View All Articles

Eating healthy on a budget: You can make it work!

March 26, 2013

With a family of five, two of which are high school boys, our food dollars need to stretch as much as possible. We literally go through 4-5 gallons of milk in a week – and the reason it stops at that amount is because my limited ability to keep up with the demand. It can be difficult to meet budget restraints with a growing family, but there are ways to make it work. It takes some time and planning, but given the right tools, you can make it work for your family.

I have enlisted advice from some great websites, in addition to a few of my own tricks to meet our food budget on a weekly basis.

Start with knowing where to start

Have everyone in the family track their expenses for a month. Place all of your food receipts into a jar. Include everything, restaurant, school lunches, snacks and grocery trips. Don’t forget the stops at the coffee shop or 7-eleven. At the end of the month put the receipts into stacks to find out where the money is being spent. Identify the places you can make a change (dine out less often, less coffee stops, etc.). Scrutinize your grocery receipts. Go through and highlight all the “junk” foods or unnecessary purchases. Are there chips, soda, candy or gum that can be eliminated from the bill? Add them up to see if you can find some savings.

Set your budget

Plan a set budget for weekly shopping excursions (that’s right weekly). Shopping daily can really add up. If you are stopping on the way home for your dinner that means two things: you have not pre-planned your menu and it makes it easier to “opt out” of cooking and go for the quick food pick up, it's more difficult to make a good decision when you're in a hurry (and/or hungry!). Shopping daily leads to impulse buying and to a higher grocery bill in the end. Starting with a budget forces you to keep food purchases within a planned amount. I found a great website that helps you spend smart and eat smart and has helped to guide my food purchasing budget.

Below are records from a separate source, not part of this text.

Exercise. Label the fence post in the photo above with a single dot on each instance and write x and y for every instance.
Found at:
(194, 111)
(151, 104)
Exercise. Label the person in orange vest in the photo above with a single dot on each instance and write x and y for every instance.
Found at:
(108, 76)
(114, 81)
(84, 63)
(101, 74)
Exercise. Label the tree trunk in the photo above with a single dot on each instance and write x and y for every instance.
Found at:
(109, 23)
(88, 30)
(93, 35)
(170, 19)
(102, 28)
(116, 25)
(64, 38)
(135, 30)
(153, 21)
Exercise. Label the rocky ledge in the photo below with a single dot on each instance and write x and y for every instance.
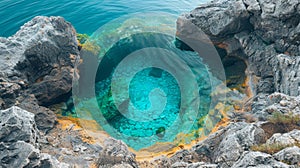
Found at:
(37, 67)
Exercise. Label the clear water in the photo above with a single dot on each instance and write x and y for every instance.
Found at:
(159, 105)
(86, 15)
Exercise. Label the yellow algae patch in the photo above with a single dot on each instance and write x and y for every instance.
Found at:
(91, 131)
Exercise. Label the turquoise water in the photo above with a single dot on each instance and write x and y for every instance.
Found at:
(155, 108)
(86, 15)
(162, 101)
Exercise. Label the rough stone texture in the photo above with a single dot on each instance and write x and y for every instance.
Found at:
(39, 58)
(225, 146)
(19, 141)
(287, 78)
(290, 155)
(264, 105)
(289, 138)
(249, 29)
(258, 160)
(45, 118)
(17, 124)
(116, 152)
(193, 165)
(18, 154)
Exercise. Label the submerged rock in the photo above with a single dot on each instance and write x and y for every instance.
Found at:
(116, 153)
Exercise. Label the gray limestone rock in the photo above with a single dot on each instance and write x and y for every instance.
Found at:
(258, 160)
(17, 124)
(289, 155)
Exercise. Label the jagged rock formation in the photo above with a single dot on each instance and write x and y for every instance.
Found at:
(39, 58)
(19, 141)
(258, 32)
(37, 66)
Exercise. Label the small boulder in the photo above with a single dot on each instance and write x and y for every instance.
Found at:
(17, 124)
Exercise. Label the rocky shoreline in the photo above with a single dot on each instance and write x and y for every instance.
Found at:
(37, 68)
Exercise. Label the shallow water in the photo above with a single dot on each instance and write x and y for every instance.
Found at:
(162, 101)
(86, 15)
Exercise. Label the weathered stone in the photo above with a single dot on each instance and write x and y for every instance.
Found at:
(17, 124)
(40, 56)
(289, 138)
(287, 76)
(18, 154)
(290, 155)
(264, 106)
(258, 159)
(45, 119)
(225, 146)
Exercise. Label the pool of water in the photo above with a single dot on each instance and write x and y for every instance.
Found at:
(134, 81)
(86, 15)
(141, 88)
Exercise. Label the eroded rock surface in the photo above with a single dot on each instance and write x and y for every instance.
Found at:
(39, 58)
(259, 32)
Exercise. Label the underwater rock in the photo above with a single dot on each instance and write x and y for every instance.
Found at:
(116, 152)
(264, 106)
(17, 124)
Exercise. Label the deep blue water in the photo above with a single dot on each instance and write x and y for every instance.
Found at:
(86, 15)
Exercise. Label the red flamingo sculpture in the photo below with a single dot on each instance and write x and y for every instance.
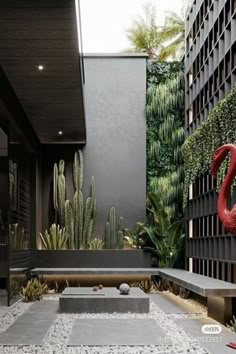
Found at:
(227, 216)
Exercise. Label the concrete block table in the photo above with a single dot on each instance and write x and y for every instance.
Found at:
(106, 300)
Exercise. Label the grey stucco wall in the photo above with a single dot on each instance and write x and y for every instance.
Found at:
(115, 98)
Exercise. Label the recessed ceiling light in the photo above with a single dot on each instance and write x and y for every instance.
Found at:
(40, 67)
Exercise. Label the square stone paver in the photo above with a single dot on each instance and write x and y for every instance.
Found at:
(117, 332)
(32, 326)
(107, 300)
(172, 304)
(214, 343)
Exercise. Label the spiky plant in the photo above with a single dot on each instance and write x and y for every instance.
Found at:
(55, 239)
(165, 136)
(78, 205)
(96, 244)
(108, 235)
(18, 238)
(69, 224)
(33, 291)
(78, 170)
(114, 231)
(55, 189)
(61, 193)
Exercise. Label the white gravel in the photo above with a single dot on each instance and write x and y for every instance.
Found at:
(58, 335)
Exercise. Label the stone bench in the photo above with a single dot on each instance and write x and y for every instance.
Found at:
(95, 271)
(220, 294)
(106, 300)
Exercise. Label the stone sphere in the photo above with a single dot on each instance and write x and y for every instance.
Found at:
(124, 289)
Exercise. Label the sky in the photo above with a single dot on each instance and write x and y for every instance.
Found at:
(104, 22)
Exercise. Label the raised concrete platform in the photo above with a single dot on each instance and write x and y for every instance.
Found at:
(109, 300)
(117, 332)
(95, 271)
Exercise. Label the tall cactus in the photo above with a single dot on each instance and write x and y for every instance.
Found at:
(69, 224)
(83, 216)
(78, 218)
(78, 170)
(55, 183)
(108, 235)
(120, 240)
(120, 235)
(113, 221)
(61, 190)
(88, 222)
(114, 231)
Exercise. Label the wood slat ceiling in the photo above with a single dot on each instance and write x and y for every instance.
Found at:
(34, 32)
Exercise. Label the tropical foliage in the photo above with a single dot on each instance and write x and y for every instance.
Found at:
(165, 136)
(33, 291)
(166, 237)
(18, 238)
(199, 147)
(144, 33)
(55, 239)
(160, 43)
(134, 236)
(172, 35)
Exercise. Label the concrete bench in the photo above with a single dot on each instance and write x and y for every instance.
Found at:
(95, 271)
(220, 294)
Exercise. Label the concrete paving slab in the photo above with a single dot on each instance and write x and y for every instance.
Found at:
(214, 343)
(117, 332)
(170, 303)
(32, 326)
(81, 300)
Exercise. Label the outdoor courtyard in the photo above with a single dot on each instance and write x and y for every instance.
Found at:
(117, 176)
(173, 326)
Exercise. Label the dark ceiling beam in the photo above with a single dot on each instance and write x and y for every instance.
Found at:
(17, 115)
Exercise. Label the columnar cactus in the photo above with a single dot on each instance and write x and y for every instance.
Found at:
(55, 183)
(78, 169)
(69, 224)
(114, 231)
(78, 218)
(61, 193)
(83, 216)
(88, 222)
(108, 235)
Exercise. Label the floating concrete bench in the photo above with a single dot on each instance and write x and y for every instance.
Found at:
(109, 300)
(95, 271)
(219, 293)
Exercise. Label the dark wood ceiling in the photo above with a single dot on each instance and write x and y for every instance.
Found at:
(44, 32)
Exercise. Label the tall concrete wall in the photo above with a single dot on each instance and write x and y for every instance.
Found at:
(115, 98)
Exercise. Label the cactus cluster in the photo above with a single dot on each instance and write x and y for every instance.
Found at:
(77, 218)
(96, 244)
(55, 239)
(114, 231)
(33, 291)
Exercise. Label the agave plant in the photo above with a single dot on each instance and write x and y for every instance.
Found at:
(33, 291)
(18, 238)
(167, 237)
(55, 239)
(134, 236)
(96, 244)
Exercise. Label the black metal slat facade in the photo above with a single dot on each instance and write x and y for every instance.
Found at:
(210, 72)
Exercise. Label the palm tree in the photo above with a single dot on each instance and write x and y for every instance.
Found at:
(144, 33)
(172, 37)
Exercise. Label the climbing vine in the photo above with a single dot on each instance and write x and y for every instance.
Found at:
(165, 134)
(198, 148)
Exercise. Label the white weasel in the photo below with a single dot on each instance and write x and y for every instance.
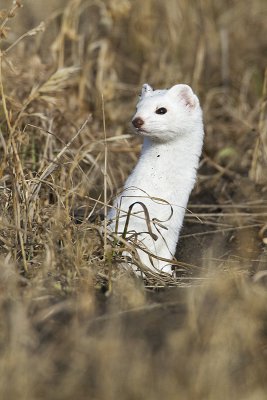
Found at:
(155, 195)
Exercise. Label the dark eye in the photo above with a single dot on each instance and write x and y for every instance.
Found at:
(161, 110)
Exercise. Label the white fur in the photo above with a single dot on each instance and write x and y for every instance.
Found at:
(165, 170)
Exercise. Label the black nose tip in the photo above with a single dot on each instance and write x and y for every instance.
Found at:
(137, 122)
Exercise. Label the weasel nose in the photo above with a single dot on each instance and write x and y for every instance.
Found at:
(137, 122)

Based on the ages and gender of the people in my family, I am to spend $222/week. Now that the budget is set, it is time to decide what to buy.

Start a grocery list

You know where to make some changes already from scrutinizing your receipts. Check what you already have on hand and try to use that up or include it in your menu for the next week. Plan the menu to make sure your family will eat it. I cannot tell you how many times I have tried a recipe that I thought looked good to be the only one eating it at the end of the day. Get input from the family to be sure they are invested in the menu.

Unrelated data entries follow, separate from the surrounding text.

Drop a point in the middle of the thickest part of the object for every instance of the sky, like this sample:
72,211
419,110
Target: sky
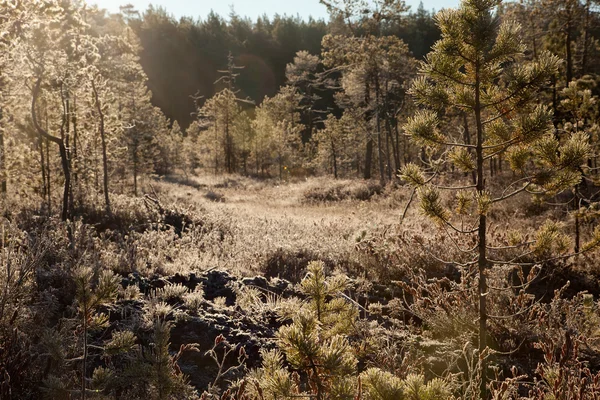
248,8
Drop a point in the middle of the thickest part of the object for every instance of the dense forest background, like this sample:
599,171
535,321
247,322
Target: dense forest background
386,205
182,58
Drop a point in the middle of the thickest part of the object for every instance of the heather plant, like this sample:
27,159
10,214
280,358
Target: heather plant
316,345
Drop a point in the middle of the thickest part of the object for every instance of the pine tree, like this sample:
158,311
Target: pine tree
478,67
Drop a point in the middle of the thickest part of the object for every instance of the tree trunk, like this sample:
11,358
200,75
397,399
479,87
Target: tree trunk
380,155
334,155
586,35
61,146
568,53
368,159
104,152
3,172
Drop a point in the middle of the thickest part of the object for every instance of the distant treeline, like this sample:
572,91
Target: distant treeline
182,57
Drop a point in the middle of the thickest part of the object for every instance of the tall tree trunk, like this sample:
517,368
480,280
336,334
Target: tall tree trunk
3,172
467,139
104,152
334,155
380,155
568,52
43,168
481,234
584,55
368,158
369,147
61,146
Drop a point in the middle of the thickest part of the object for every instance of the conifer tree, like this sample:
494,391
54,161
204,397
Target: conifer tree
478,67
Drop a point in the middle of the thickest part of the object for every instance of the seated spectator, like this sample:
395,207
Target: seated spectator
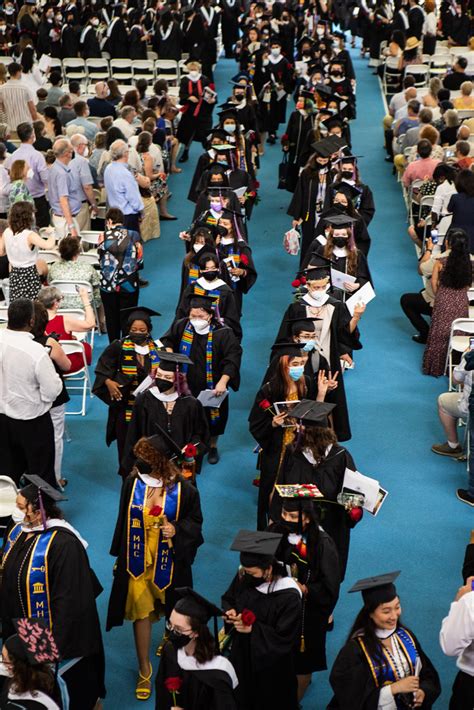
423,168
100,105
448,134
64,325
82,113
55,92
453,80
20,172
463,160
66,111
451,407
70,269
42,142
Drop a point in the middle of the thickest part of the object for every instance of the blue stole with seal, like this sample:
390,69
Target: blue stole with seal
136,535
382,668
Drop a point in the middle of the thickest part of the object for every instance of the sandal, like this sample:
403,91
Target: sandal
143,688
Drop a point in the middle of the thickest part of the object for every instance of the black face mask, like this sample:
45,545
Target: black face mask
252,582
163,385
138,338
178,640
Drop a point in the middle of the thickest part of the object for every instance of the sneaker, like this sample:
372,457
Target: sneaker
464,496
447,450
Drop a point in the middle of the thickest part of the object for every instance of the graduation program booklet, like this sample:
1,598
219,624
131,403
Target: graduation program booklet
208,398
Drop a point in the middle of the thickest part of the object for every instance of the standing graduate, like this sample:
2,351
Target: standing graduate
312,558
379,666
263,617
47,575
205,679
168,404
215,353
317,459
157,534
123,366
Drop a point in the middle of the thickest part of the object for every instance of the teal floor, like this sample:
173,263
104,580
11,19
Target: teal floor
422,528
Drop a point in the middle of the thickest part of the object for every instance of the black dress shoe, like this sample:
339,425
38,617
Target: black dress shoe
213,455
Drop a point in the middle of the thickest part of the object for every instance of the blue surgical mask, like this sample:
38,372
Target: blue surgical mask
296,372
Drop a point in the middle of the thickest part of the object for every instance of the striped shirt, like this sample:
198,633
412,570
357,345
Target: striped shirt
14,97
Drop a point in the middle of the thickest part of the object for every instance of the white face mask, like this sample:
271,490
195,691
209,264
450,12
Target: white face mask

I have found a great site, Food on the Table, that helps me to plan my menus for the week. I have had great success because I have selected the “quick & easy” and “heart healthy” recipes, which ensures my recipe selections are the type that meets my needs. The program provides print outs for the recipes and shopping lists, which makes it simple to do the shopping after I’ve picked out 2 or 3 new recipes. And so far, there have been rave reviews at the Cooper house for the new menu! So it serves a double purpose—I’ve saved on grocery bills because I am only buying the ingredients listed and I’ve diversified our home menu. Once the menu is down, I round out the list with fruits, vegetables and non-fat dairy. I try to include nonfat milk, yogurts, low fat cottage cheese, and cheese sticks. Shopping for the fruits/vegetables at the local farmers market can be economical, especially when selecting produce in-season.

A key to the money saving is the grocery list. Sticking to the list helps to save at the store. I have found that the spontaneous purchases are the ones that add up quickly. I don’t pick up a BOGO unless it is a product we use regularly. Using coupons also helps to save some pennies, just make sure you are picking products you use on a regular basis and not falling into the trap of adding more to your grocery list.

Price shop

Some people shop bargains between stores and shop based on store sales. Others pick a store and price compare at the store. Always check prices between brands – many times the store brand is the best bargain and is an acceptable product. I shop based on quality and price. I buy my produce and milk from my local grocery store, while the packaged items I buy at a discount store.

A few last helpful tips…make shopping easier by organizing your list according to store layout. Avoid shopping when you’re hungry; shop when the store isn’t crowded and leave the kids at home –my grocery bill is always higher when they come along to "help."

It takes some practice to meet your budget on a weekly basis, but don’t give up! Practice and soon you will have your own method for saving money at the grocery store.